Maya Mountain Cacao (MMC) is a social enterprise established in order to connect small-scale cacao growers in Belize with the international specialty-cocoa market. Located in Toledo, the least-developed region of Belize, MMC was the first company in the country to buy wet (unfermented) beans from farmers, and to emphasize the importance of quality in both the raw beans, and throughout fermentation and drying.

For their centralized fermentary, MMC purchases from family farms in southern Belize, committing to a consistent price throughout the season. MMC currently buys from over 400 farmers, a majority of whom have been suppliers for more than two years. We have been sourcing beans from MMC since 2013, and while we have witnessed their growth and success, we have also seen obstacles they face. 2017 was a particularly challenging year for MMC, as they experienced competition from seven other buyers in an area that yields an average of fewer than 150 tonnes of cacao per year. Dandelion Chocolate invested in MMC directly to help them with the capital they needed to build their new post-harvest center, which allowed them to expand capacity and improve quality.

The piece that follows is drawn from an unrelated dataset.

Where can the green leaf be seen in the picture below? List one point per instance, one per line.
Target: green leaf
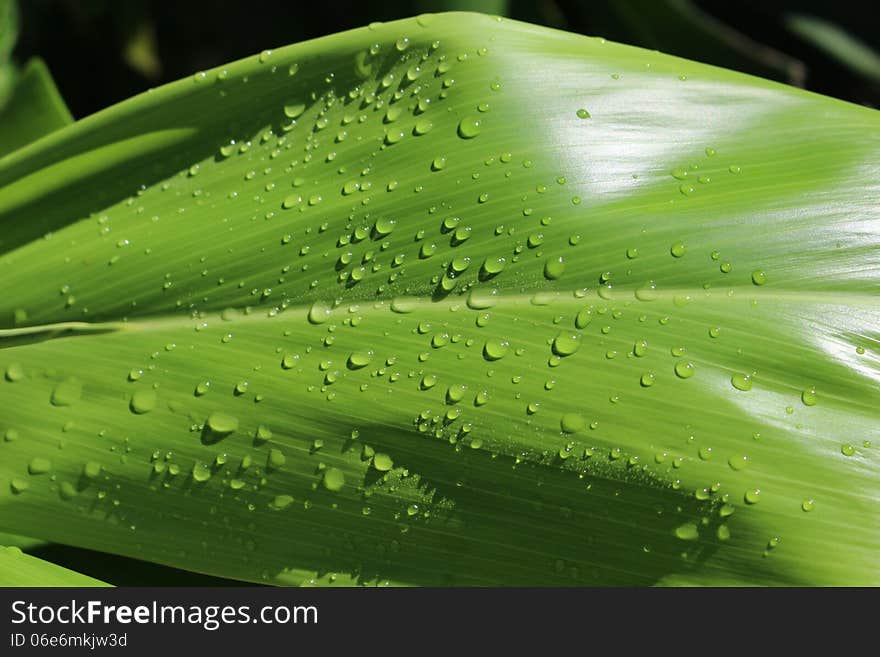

ABOUT DANDELION CHOCOLATE JAPAN

We launched Dandelion Chocolate Japan in collaboration with Seiji Horibuchi in 2016. Seiji frequented our San Francisco café, and we developed an immediate rapport over our shared love of chocolate. Seiji has an eye for detail, endless energy, and we loved our conversations together. He proposed taking Dandelion Chocolate international by building a new factory in Kuramae, old Tokyo — an area known for tucked-away artisan workshops and a craft culture. We couldn’t pass up the offer to share our love of chocolate with more of the world.